Rabbi Mordechai Yosef Leiner, the Ishbitzer Rebbe, explains in the Mei HaShiloach, that the concept of Shabbos is one of the core mitzvot of Judaism and the underlying essence of all of the mitzvos that are done for the sake of Heaven, L’sheim Shamayim. Anytime a person acts solely l’shem Shamayim, they are tapping into the energy and concept of Shabbos. On Shabbos we acknowledge that this is Hashem’s world, we stop our individual work and we spend the day serving Hashem through the boundaries that we place on ourselves and the special things that we do to elevate the day.
This same energy was present during the building of the Mishkan. When the artisans among Bnei Yisrael were forming the pieces and tools for the Mishkan, they had the intention to serve Hashem through their work. Every item that was made was purely for use in the Mishkan so that the Shechina would rest among Bnei Yisrael.
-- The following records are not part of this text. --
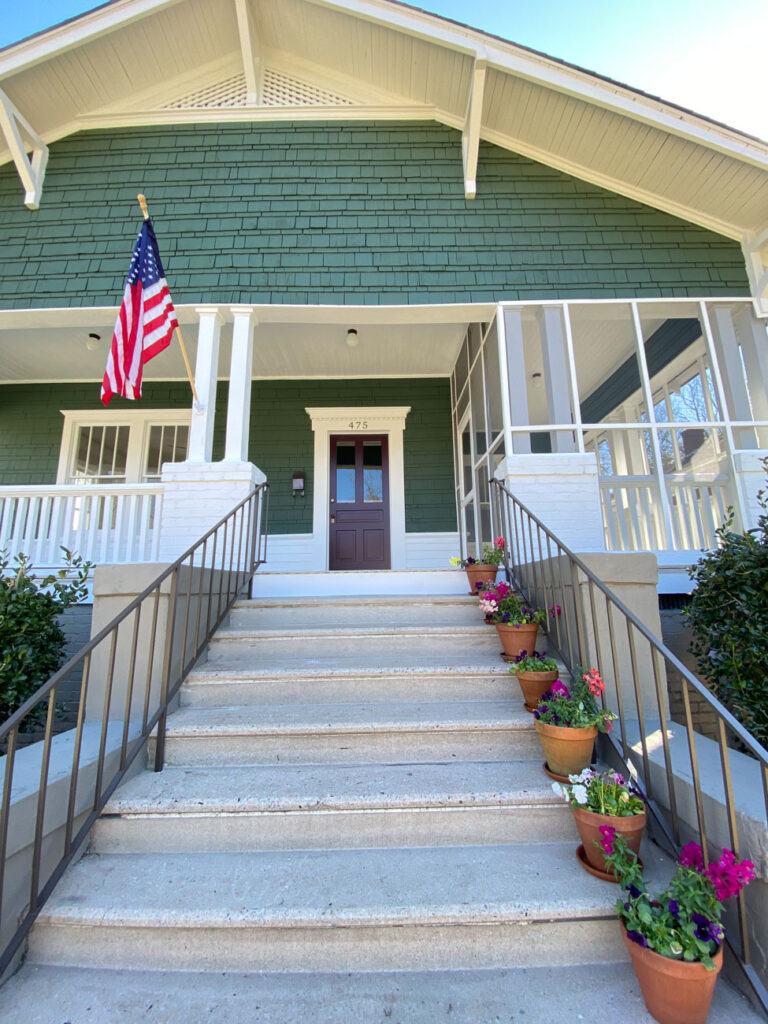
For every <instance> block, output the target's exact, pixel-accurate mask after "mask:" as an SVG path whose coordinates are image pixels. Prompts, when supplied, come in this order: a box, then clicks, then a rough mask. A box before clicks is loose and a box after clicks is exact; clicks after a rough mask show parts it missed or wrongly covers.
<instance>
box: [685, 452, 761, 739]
mask: <svg viewBox="0 0 768 1024" xmlns="http://www.w3.org/2000/svg"><path fill="white" fill-rule="evenodd" d="M763 466H764V468H765V469H766V472H768V459H766V460H764V461H763ZM758 500H759V502H760V506H761V508H762V509H763V512H762V514H761V515H760V516H759V517H758V526H757V528H755V529H750V530H746V531H745V532H743V534H739V532H734V531H733V530H732V529H731V526H732V525H733V510H732V509H729V510H728V518H727V519H726V521H725V522H724V523H723V525H722V526H721V527H720V528H719V529H718V530H717V536H718V548H717V550H715V551H710V552H708V553H707V554H705V555H702V556H701V558H699V560H698V562H697V563H696V564H695V565H694V566H692V567H691V568H690V570H689V573H690V578H691V580H693V582H694V584H695V590H694V591H693V594H692V596H691V601H690V604H689V605H688V606H687V607H686V608H685V609H684V612H685V614H686V615H687V617H688V621H689V622H690V625H691V629H692V632H693V641H692V643H691V646H690V650H691V653H692V654H694V655H695V657H696V663H697V666H698V671H699V673H700V675H701V678H702V679H703V681H705V682H706V683H707V685H708V686H709V687H710V689H711V690H712V691H713V693H715V694H716V695H717V696H718V697H719V698H720V699H721V700H722V701H723V703H724V705H725V706H726V707H727V708H728V709H729V710H730V711H731V712H732V713H733V715H735V717H736V718H737V719H738V720H739V721H740V722H741V723H742V724H743V725H744V726H745V727H746V728H748V729H749V730H750V732H751V733H752V734H753V735H754V736H755V738H756V739H758V740H760V742H761V743H764V744H766V745H768V492H766V490H761V492H760V494H759V495H758Z"/></svg>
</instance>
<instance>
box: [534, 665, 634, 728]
mask: <svg viewBox="0 0 768 1024" xmlns="http://www.w3.org/2000/svg"><path fill="white" fill-rule="evenodd" d="M604 691H605V685H604V683H603V681H602V677H601V676H600V673H599V672H598V671H597V669H590V670H589V672H577V675H575V678H574V679H573V682H572V683H571V684H570V688H568V687H567V686H566V685H565V684H564V683H562V682H560V680H559V679H558V680H556V681H555V682H554V683H553V684H552V686H551V687H550V688H549V690H547V692H546V693H545V694H544V696H543V697H542V699H541V700H540V701H539V705H538V707H537V709H536V711H535V712H534V718H536V719H537V720H538V721H540V722H544V723H545V725H560V726H566V727H568V728H571V729H589V728H591V727H592V726H593V725H594V726H597V729H598V730H599V731H600V732H610V730H611V729H612V728H613V725H612V723H613V719H614V718H615V717H616V716H615V715H614V714H613V712H612V711H606V710H605V709H604V708H602V707H600V705H599V703H598V697H601V696H602V694H603V693H604Z"/></svg>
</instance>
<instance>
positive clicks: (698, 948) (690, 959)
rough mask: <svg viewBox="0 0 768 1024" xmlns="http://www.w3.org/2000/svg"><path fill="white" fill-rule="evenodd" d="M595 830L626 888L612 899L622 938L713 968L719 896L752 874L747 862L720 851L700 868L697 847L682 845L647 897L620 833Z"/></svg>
mask: <svg viewBox="0 0 768 1024" xmlns="http://www.w3.org/2000/svg"><path fill="white" fill-rule="evenodd" d="M600 833H601V834H602V839H600V840H599V841H597V840H596V843H599V845H600V846H602V848H603V852H604V853H605V862H606V864H609V865H610V866H611V867H612V869H613V871H614V872H615V874H616V877H617V878H618V881H620V882H621V883H622V885H623V886H624V888H625V889H626V890H627V893H626V895H625V896H623V897H622V898H621V899H620V900H618V901H617V902H616V911H617V913H618V916H620V918H621V920H622V922H623V924H624V927H625V928H626V929H627V937H628V938H629V939H631V940H632V941H633V942H635V943H637V945H639V946H645V947H646V948H648V949H652V950H653V952H656V953H659V954H660V955H662V956H669V957H670V958H671V959H685V961H700V963H701V964H703V966H705V967H706V968H707V970H708V971H713V970H714V969H715V965H714V963H713V959H712V957H713V954H714V953H716V952H717V949H718V946H719V945H720V944H721V942H722V941H723V938H724V936H725V931H724V929H723V926H722V925H721V924H720V919H721V916H722V913H723V900H726V899H729V898H730V897H731V896H735V895H736V893H738V892H740V891H741V889H743V887H744V886H745V885H748V884H749V882H750V881H751V880H752V879H754V878H755V865H754V864H753V863H752V861H750V860H741V861H737V860H736V858H735V856H734V855H733V852H732V851H731V850H723V853H722V855H721V857H720V859H719V860H717V861H713V862H711V863H710V865H709V866H708V867H705V863H703V855H702V853H701V847H700V846H698V844H697V843H688V844H687V846H684V847H683V849H682V851H681V853H680V860H679V862H678V864H677V868H676V870H675V873H674V876H673V877H672V881H671V882H670V884H669V886H668V887H667V889H665V891H664V892H663V893H659V894H658V895H657V896H649V895H648V893H647V891H646V889H645V881H644V879H643V869H642V867H641V866H640V864H639V862H638V859H637V856H636V855H635V854H634V853H633V851H632V850H630V848H629V847H628V846H627V842H626V840H625V838H624V836H622V835H621V834H620V833H617V831H616V830H615V828H612V827H611V826H610V825H602V826H601V828H600Z"/></svg>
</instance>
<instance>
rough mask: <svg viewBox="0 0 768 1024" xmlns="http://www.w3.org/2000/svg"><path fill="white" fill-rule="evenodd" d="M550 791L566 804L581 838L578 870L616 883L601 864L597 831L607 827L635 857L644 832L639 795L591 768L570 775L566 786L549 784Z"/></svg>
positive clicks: (631, 787)
mask: <svg viewBox="0 0 768 1024" xmlns="http://www.w3.org/2000/svg"><path fill="white" fill-rule="evenodd" d="M552 788H553V790H554V792H555V793H556V794H557V795H558V796H560V797H563V798H564V799H565V800H567V801H568V803H569V804H570V811H571V814H572V815H573V820H574V821H575V825H577V828H578V829H579V835H580V836H581V838H582V846H580V847H579V849H578V850H577V855H578V857H579V860H580V861H581V863H582V866H583V867H584V868H585V870H587V871H589V872H590V874H594V876H596V877H597V878H599V879H603V880H604V881H605V882H617V881H618V879H617V878H616V876H615V873H614V872H613V871H611V870H610V869H609V868H608V865H607V864H606V863H605V851H604V850H603V848H602V845H601V843H600V837H601V833H600V828H602V827H603V826H605V825H611V826H612V827H613V828H614V829H615V830H616V831H618V833H621V834H622V836H624V838H625V840H626V841H627V845H628V846H629V848H630V849H631V850H632V851H633V853H635V854H639V853H640V842H641V840H642V838H643V829H644V828H645V801H644V800H643V798H642V795H641V794H640V791H639V790H638V788H636V786H635V785H634V784H633V783H632V782H631V781H629V780H628V779H626V778H625V777H624V775H622V774H621V773H620V772H617V771H603V772H596V771H594V770H593V769H592V768H585V769H584V771H582V772H581V773H580V774H579V775H571V776H570V777H569V783H566V784H563V783H561V782H553V783H552Z"/></svg>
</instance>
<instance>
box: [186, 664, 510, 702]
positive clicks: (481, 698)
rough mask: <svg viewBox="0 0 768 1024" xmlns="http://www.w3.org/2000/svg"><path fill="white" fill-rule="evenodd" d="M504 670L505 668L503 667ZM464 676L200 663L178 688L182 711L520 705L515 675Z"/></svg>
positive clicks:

As the artisans were doing their work, they admired it greatly, thinking that they had truly used their talents in the ultimate way and in the service of Hashem. But when they brought all of the pieces together another dimension was added to their service. They saw how perfectly each one fit into the others (so much so that it looked like it was all created by one hand!) and they understood that really everything was from Hashem, that Hashem had guided their hands to form the objects in such a way that they fit together so perfectly. As a result, none of them could or did feel any superiority over the others. For, how could they when it was all so clearly the work of Hashem?
In addition, the Shechina would not have come to rest in the Mishkan if even one tent peg was missing or not formed properly. Every piece of work was absolutely essential for the purpose of the Mishkan to be realized. On that level, no one piece of the Mishkan was more important than any other. This understanding enabled an incredible feeling of unity to descend upon Bnei Yisrael.
We are the inheritors of that event and that truth. We too can tap into that reality- that every one of us is essential to the purpose of this world and that the purpose of this world is to serve Hashem with whatever tools He gave uniquely to each one of us. When we are cognizant of this knowledge, we enable ourselves to rid our hearts of jealousy and/or superiority. It’s hard work. And it is holy work. With every effort we make, we inch closer to that way of living and that way of looking at the people around us.
In the unimaginable situation we are in at the moment, we can find new meaning in this event- “VaYakhel”. The possuk says that Moshe “gathered” Bnei Yisrael and the Ishbitzer is explaining that the gathering happened on an emotional level in addition to the physical level. Bnei Yisrael were “gathered” in their hearts through the understanding of how great and important every single one of them was. They were “gathered” by their desire to serve Hashem. We are also “gathered” in our hearts through this desire. We are “gathered” knowing that even though we are separated physically, we are all in this together. This Shabbos may we be gathered truly on all levels and merit the coming of Moshiach Tzidkenu!